Luke has worked really, really hard this year on his series, Luke's American Adventures. He has explored different writing styles and spent countless hours writing...and rewriting...and rewriting... This series also has taught him how to write HTML code and make Picmonkey collages that are Pinterest-friendly. He's turning into a blogger - his phone is at the ready to take pictures, or he'll say to me "Hey! That would be perfect for a blog about ... ! Can we use the good camera to get a shot of ... ?"
This week's "Top 5" focus is going to be on his series. I'm choosing my five favorite posts that Luke wrote in 2014. After reading his thoughts on the 1700s and 1800s, I can't wait to see his insight on the 20th and 21st Centuries.
1. Review of Five 4ths of July
In this post, Luke explored a popular style for Adventures with Jude - book review writing! He carefully read the book, and researched and contacted author Pat Raccio Hughes for input.
2. Explorers of the Americas: Lewis and Clark
The return of the Corps of Discovery in 1806 is chronicled in a newspaper-style writing.
3. 19th Century Innovators: Catholic Educators
The 19th Century is awash with scientific and business innovators, but these three - including the first native-born American saint - founded and shaped the American Catholic school system.

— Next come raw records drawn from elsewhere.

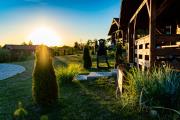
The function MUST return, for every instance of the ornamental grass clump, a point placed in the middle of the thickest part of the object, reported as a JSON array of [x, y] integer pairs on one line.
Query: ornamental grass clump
[[44, 84], [158, 87], [67, 74]]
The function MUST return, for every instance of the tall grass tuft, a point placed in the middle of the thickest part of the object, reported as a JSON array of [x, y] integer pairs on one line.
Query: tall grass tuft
[[67, 74], [159, 87]]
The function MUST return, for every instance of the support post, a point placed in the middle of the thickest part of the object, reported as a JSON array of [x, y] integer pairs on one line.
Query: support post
[[152, 30]]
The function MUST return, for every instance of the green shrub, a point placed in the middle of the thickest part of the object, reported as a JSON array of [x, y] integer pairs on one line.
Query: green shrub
[[44, 84], [87, 58], [67, 74], [44, 117], [160, 87], [5, 55], [20, 113]]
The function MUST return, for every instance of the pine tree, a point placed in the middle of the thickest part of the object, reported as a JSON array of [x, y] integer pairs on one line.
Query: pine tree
[[44, 84], [87, 58]]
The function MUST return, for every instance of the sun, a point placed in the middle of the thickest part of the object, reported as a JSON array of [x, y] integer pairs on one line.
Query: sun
[[46, 36]]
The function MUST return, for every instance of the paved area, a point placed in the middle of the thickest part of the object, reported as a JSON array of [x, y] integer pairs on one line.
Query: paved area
[[95, 75], [9, 70]]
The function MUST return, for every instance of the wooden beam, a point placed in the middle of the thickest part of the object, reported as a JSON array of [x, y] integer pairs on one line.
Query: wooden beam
[[134, 37], [152, 31], [163, 6], [138, 10]]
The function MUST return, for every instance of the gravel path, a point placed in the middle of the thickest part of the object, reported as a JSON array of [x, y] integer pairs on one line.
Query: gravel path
[[9, 70]]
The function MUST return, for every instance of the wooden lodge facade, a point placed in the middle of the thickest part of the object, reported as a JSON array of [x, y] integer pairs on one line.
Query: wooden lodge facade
[[151, 28], [114, 32]]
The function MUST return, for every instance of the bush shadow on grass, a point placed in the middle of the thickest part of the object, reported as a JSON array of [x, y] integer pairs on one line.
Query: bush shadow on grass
[[86, 100]]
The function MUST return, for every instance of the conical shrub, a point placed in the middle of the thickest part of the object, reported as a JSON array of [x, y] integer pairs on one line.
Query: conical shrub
[[44, 84], [87, 58]]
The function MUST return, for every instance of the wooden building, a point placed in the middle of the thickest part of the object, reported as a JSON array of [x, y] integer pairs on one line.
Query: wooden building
[[114, 32], [151, 28]]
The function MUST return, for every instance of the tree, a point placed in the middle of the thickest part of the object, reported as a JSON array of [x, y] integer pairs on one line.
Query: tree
[[76, 45], [87, 58], [44, 84]]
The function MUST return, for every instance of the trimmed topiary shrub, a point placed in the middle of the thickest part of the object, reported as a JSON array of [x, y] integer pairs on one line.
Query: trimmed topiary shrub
[[20, 113], [87, 58], [44, 84]]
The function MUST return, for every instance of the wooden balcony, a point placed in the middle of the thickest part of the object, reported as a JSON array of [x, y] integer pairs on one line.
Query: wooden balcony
[[167, 46]]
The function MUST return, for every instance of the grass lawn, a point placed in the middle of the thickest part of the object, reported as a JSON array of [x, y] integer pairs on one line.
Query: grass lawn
[[79, 100]]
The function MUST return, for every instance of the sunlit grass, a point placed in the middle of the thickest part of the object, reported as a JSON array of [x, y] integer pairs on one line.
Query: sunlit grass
[[67, 74]]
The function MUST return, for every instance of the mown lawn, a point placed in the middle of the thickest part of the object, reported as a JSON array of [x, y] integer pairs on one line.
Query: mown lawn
[[80, 100]]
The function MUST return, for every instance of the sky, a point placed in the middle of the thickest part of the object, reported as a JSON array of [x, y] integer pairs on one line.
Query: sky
[[64, 21]]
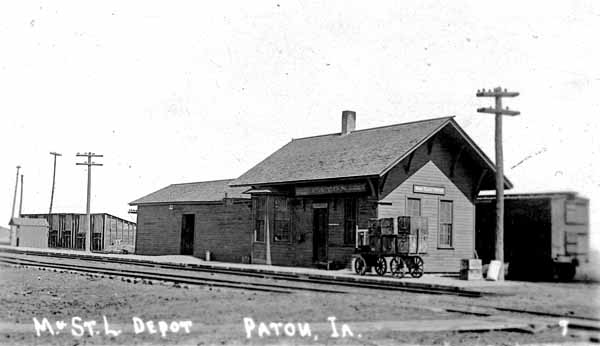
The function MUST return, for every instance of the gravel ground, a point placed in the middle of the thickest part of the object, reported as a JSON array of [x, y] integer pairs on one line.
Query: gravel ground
[[217, 314]]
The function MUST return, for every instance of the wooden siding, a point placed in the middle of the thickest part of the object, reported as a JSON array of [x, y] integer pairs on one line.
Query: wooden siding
[[437, 259], [104, 226], [299, 251], [224, 230]]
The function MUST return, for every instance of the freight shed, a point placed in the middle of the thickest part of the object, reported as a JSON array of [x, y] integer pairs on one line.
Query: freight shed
[[193, 218], [313, 196], [546, 235], [109, 233]]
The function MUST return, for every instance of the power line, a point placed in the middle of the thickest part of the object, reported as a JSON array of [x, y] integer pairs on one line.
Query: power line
[[498, 94], [89, 163]]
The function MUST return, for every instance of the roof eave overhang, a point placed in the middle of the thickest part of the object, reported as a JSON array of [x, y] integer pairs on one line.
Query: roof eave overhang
[[308, 181], [187, 202]]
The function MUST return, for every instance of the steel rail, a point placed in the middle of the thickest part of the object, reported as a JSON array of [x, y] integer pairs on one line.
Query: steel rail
[[303, 278], [167, 277]]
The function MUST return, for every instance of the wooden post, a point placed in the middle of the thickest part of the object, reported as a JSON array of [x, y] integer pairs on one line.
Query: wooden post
[[21, 198], [498, 94], [89, 163], [12, 213], [53, 181]]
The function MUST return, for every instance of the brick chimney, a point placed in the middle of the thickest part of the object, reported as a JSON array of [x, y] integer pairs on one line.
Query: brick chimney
[[348, 122]]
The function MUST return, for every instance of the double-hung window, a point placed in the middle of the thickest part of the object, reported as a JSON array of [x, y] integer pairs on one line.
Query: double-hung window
[[446, 223]]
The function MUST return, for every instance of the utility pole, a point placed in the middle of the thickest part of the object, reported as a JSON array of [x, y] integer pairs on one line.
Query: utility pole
[[89, 163], [53, 181], [498, 94], [12, 214], [21, 198]]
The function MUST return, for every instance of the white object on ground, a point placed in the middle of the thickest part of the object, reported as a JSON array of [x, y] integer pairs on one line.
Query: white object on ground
[[494, 270]]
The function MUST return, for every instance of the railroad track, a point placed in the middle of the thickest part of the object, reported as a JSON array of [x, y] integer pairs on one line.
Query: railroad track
[[178, 279], [347, 282]]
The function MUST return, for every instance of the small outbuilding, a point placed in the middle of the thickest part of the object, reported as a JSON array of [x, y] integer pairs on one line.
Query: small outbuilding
[[196, 218], [27, 232], [546, 235]]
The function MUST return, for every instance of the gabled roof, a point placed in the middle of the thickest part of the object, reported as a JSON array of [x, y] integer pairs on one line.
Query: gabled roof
[[204, 191], [368, 152], [21, 221]]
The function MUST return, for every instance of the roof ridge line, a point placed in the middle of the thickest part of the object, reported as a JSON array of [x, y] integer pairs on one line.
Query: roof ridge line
[[378, 127], [199, 182]]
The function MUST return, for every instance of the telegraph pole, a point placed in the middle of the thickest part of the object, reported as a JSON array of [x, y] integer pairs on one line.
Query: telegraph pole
[[12, 214], [53, 181], [21, 198], [89, 163], [498, 94]]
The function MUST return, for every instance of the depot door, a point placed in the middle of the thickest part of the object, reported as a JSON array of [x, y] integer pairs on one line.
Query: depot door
[[320, 230], [187, 234]]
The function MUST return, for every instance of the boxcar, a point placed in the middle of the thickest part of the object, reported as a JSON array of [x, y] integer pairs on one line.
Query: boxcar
[[546, 235], [109, 233]]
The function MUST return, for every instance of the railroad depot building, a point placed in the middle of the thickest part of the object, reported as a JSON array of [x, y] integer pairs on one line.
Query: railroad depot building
[[193, 218], [313, 196]]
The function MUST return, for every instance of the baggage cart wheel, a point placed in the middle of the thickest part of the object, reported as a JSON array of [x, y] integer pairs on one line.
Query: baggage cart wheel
[[360, 266], [397, 267], [380, 266], [416, 269]]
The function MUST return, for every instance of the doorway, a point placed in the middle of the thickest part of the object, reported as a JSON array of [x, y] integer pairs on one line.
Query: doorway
[[320, 234], [187, 234]]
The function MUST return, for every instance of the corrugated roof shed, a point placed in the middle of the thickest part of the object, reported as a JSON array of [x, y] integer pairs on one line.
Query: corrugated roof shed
[[366, 152], [21, 221], [205, 191]]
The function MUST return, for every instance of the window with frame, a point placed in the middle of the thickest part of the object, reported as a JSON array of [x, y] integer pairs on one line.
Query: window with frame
[[350, 218], [413, 207], [281, 220], [446, 220], [259, 205]]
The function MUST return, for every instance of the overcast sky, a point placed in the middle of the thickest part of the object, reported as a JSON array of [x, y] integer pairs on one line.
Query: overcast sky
[[177, 92]]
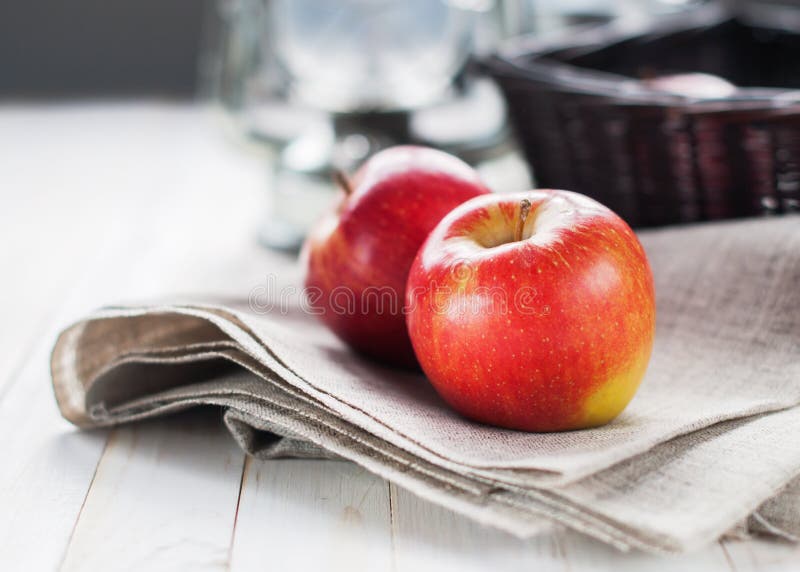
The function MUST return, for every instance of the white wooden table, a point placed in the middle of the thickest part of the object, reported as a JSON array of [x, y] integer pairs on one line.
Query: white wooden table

4. Antebellum Words of Change
Luke explores biographies of antebellum figures Emily Dickinson, Noah Webster, and Sojourner Truth, each of whom used the power of words to effect change and have a lasting impact on American thinking and language.
5. Abraham Lincoln Speaks
This miniseries rounds out the list, but it is by no means the "least favorite." When I assigned "Abraham Lincoln" to be his US History I "term paper," of course I got eye rolls and groans. However, I'm proud of him for how he came up with a topic (Lincoln's speeches) and divided it into a logical mini-series. He had everything well-organized, until we realized that the anniversary of the Gettysburg Address would occur sooner than he had that section planned, but he buckled down and worked extra hard to get it ready a week ahead of schedule and posted on the 151st anniversary of President Lincoln's speech. We both have a renewed appreciation for Abraham Lincoln and are hoping that this summer we will be able to visit his birthplace and see for ourselves where this extraordinary man came from.